Por HERMANN TERTSCH
El País, Estambul,
21.04.97
La connivencia entre política y mafia paraliza al Estado
turco ante el avance de los islamistas
La práctica de la tortura en las comisarías de Turquía es
sistemática y generalizada y la democracia turca no ha tenido nunca capacidad o
voluntad para poner coto a esta lacra que tanto perjudica a la imagen exterior
y la credibilidad de este Estado. Lo han denunciado organismos internacionales
y organizaciones no gubernamentales turcas y lo han reconocido miembros del
propio Gobierno turco, aunque siempre con matices. Los últimos gobiernos
turcos no han podido despachar ya estas denuncias como propaganda antiturca. Y
ha habido ministros, especialmente en el Gobierno anterior al actual de mayoría
islamista, que han reconocido que si algo perjudica a Turquía en sus
aspiraciones de integración en Europa no es la denuncia de las torturas sino su
existencia. Sin embargo, sí parece claro que el Gobierno y por extensión la
clase política turca se divide entre quienes tienen voluntad de impedir la
tortura pero carecen de poder para hacerlo y quienes podrían ejercer algún
poder efectivo para hacer frente a esta violación cotidiana de las leyes turcas
en comisarías pero temen enfrentarse a una policía a la que muchos de ellos
están unidos por un tupido entramado de intereses. Es así como las denuncias
contra la tortura, que con el caso Götkepe tienen por primera vez un amplio eco
en la sociedad turca, desembocan en un debate mucho más amplio -y peligroso
para ciertos sectores de la clase política- sobre la existencia de una inmensa
trama mafiosa en el Estado turco.
En ella están implicadas las direcciones de los partidos
tradicionales, la policía, las mafias del narcotráfico, del juego, el lavado de
dinero y de la industria del secuestro, y la ultraderecha, cuyo principal brazo
armado, los lobos grises, hacen de elemento integrador entre las
partes. Utilizando en gran parte la estructura civil de defensa, Gladio, creada
durante la guerra fría -cuya existencia desató un grave escándalo político en
Italia hace unos años-, este estado mafioso en el seno del Estado turco se ha
convertido en una inmensa y floreciente industria.

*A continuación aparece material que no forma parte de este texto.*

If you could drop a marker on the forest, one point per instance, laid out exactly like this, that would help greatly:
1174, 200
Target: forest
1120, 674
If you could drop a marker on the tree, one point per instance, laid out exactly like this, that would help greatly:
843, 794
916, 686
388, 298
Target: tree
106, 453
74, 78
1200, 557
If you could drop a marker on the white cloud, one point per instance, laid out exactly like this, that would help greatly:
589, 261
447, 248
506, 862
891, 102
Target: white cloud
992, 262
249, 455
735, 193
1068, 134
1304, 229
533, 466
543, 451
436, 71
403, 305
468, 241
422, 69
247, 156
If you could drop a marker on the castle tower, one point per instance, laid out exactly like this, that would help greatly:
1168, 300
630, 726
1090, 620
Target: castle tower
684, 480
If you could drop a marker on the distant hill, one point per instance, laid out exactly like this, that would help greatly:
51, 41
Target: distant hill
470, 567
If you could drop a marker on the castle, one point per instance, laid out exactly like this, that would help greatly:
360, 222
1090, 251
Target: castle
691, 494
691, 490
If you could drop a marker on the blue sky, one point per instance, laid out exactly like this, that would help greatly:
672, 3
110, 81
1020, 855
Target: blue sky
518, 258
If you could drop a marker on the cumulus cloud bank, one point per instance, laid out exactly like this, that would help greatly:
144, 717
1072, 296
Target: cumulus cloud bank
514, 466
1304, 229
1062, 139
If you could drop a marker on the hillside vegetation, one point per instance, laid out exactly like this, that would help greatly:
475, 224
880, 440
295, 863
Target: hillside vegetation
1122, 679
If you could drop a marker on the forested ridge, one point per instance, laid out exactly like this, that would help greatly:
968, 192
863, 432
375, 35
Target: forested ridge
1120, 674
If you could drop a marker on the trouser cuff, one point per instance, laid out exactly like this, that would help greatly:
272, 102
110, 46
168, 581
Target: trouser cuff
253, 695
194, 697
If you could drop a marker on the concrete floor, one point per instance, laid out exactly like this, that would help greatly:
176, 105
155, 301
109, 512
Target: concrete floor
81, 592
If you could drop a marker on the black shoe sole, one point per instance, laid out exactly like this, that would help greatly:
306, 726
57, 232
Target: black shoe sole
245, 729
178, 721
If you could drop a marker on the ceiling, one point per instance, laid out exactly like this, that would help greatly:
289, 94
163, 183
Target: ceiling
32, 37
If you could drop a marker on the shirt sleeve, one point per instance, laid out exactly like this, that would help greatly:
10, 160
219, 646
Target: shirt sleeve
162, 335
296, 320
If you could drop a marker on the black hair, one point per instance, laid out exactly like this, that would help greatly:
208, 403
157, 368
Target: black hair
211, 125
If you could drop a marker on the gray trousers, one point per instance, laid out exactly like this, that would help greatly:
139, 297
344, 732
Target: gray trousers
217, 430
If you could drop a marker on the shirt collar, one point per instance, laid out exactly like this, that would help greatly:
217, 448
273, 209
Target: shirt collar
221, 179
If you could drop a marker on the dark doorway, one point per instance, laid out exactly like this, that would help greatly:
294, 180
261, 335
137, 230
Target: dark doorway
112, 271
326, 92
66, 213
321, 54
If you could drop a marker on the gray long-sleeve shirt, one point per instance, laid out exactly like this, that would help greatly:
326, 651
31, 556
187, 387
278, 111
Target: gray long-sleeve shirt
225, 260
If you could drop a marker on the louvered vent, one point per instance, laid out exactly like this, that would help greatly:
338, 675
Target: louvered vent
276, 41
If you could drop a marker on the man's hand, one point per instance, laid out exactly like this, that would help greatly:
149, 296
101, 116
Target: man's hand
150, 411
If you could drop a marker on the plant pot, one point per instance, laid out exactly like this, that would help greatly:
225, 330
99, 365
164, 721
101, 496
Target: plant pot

Pero sus miembros y miles de
beneficiarios saben muy bien que su prosperidad depende de su cohesión interna
y que abandonar hoy a la policía en su lucha por el derecho a seguir torturando
impunemente puede suponer que mañana jefes de policía declaren lo que saben
sobre los métodos con los que se han creado impresionantes fortunas en los
últimos años, entre ellas la de la ex primera ministra Tansu Çiller, hoy
ministra de Asuntos Exteriores y dirigente del partido minoritario en la
coalición con los islamistas de Erbakan.
Los negocios de Çiller y su marido son, para muchos políticos
y observadores consultados en Estambul y Ankara, la clave para entender por qué
Çiller ha hecho posible este Gobierno que está claramente en conflicto con las
alianzas internacionales y los intereses generales de Turquía en su integración
en Occidente. La mayoría parlamentaria de islamistas y del partido de Çiller ha
puesto fin sin mayores problemas a las comisiones de investigación sobre la
corrupción de la ministra y su marido.
Çiller ha reconocido en varias ocasiones la existencia
generalizada de tortura y ha llegado a pedir a la policía que se deshaga de su
instrumental de tortura, existente en todas las comisarías. Nadie cree sin
embargo que Çiller, ni antes en la jefatura del Gobierno ni hoy como
viceprimera ministra, vaya a ir más allá, ya que es ella la que más tiene que
temer que se rompa la referida solidaridad o ley del silencio en el seno del
Estado.
La policía turca fundamenta su posición de fuerza en la
sociedad ante todo en el miedo al terrorismo. En el seno del Estado se ha
convertido ya en una fuerza autónoma gracias a su protagonismo en esta red
formada por las fuerzas especiales antiterroristas, el narcotráfico, la
corrupción política y la extrema derecha.